Because aptitude tests were so useful in choosing employees, the Reagan administration resorted to “race norming” so as to be able to continue using them despite the disparity in scores. Thus, a raw score of 35 might result in percentile scores of 35 for a white, 45 for a Hispanic, and 50 for a black. The employer would see only the percentile scores and, naturally, hire the black or Hispanic over the white. When this practice became known in the early 1990s it caused an uproar, and race-norming was banned. Prof. Farron argues that if employers must hire by quota, they might as well use race-normed aptitude tests, and at least get the best-qualified candidates of each race. I see it not only as unacceptable discrimination, but a violation of the Civil Rights Act of 1964.
Employers also found they were barred from inquiring if an applicant had a high school diploma, had failed college courses, or had a criminal background. Tests of this kind were “discriminatory” because they were more likely to eliminate blacks than whites. No test that had a “disparate impact,” as it was called, was permitted unless it was very closely related to the job. It was often impossible to devise tests close enough to the job to satisfy the EEOC, so testing declined, but more blacks, women, and pet minorities got jobs.
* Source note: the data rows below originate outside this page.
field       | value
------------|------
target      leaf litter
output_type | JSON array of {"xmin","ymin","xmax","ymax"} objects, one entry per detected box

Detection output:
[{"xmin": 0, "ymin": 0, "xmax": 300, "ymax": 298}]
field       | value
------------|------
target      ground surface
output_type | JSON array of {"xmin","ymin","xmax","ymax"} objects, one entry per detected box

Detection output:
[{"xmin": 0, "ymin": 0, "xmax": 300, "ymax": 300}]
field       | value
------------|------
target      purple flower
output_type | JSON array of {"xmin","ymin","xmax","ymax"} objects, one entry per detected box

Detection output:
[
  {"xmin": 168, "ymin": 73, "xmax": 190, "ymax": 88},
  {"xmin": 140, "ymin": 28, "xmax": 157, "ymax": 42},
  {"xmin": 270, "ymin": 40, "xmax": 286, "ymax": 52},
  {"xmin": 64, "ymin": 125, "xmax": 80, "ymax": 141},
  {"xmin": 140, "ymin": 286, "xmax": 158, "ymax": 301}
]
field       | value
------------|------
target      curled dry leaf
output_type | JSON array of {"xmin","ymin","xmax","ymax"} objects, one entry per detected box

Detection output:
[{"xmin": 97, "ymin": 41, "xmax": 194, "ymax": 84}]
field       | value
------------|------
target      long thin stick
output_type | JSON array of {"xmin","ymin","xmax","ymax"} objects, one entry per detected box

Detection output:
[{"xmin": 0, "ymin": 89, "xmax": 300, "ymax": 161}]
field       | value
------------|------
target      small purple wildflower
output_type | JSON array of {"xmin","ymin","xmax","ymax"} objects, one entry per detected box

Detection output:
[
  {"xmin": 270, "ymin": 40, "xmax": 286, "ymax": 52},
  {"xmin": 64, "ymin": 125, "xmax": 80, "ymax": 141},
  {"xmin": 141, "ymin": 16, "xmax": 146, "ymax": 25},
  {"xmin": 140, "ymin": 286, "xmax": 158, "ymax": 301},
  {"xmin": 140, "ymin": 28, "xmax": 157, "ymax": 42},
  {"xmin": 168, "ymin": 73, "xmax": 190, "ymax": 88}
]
To an astonishingly cynical extent, companies, governments, and universities have been forced in the name of “non-discrimination” to discriminate against whites and men. The courts have slowly backed away from some of the most egregious departures from the clear intent of the law, and a few whites have begun to win damages for the discrimination they have suffered. Prof. Farron is entirely right to denounce AA for the sham and scourge that it is, but its development was not entirely as he describes.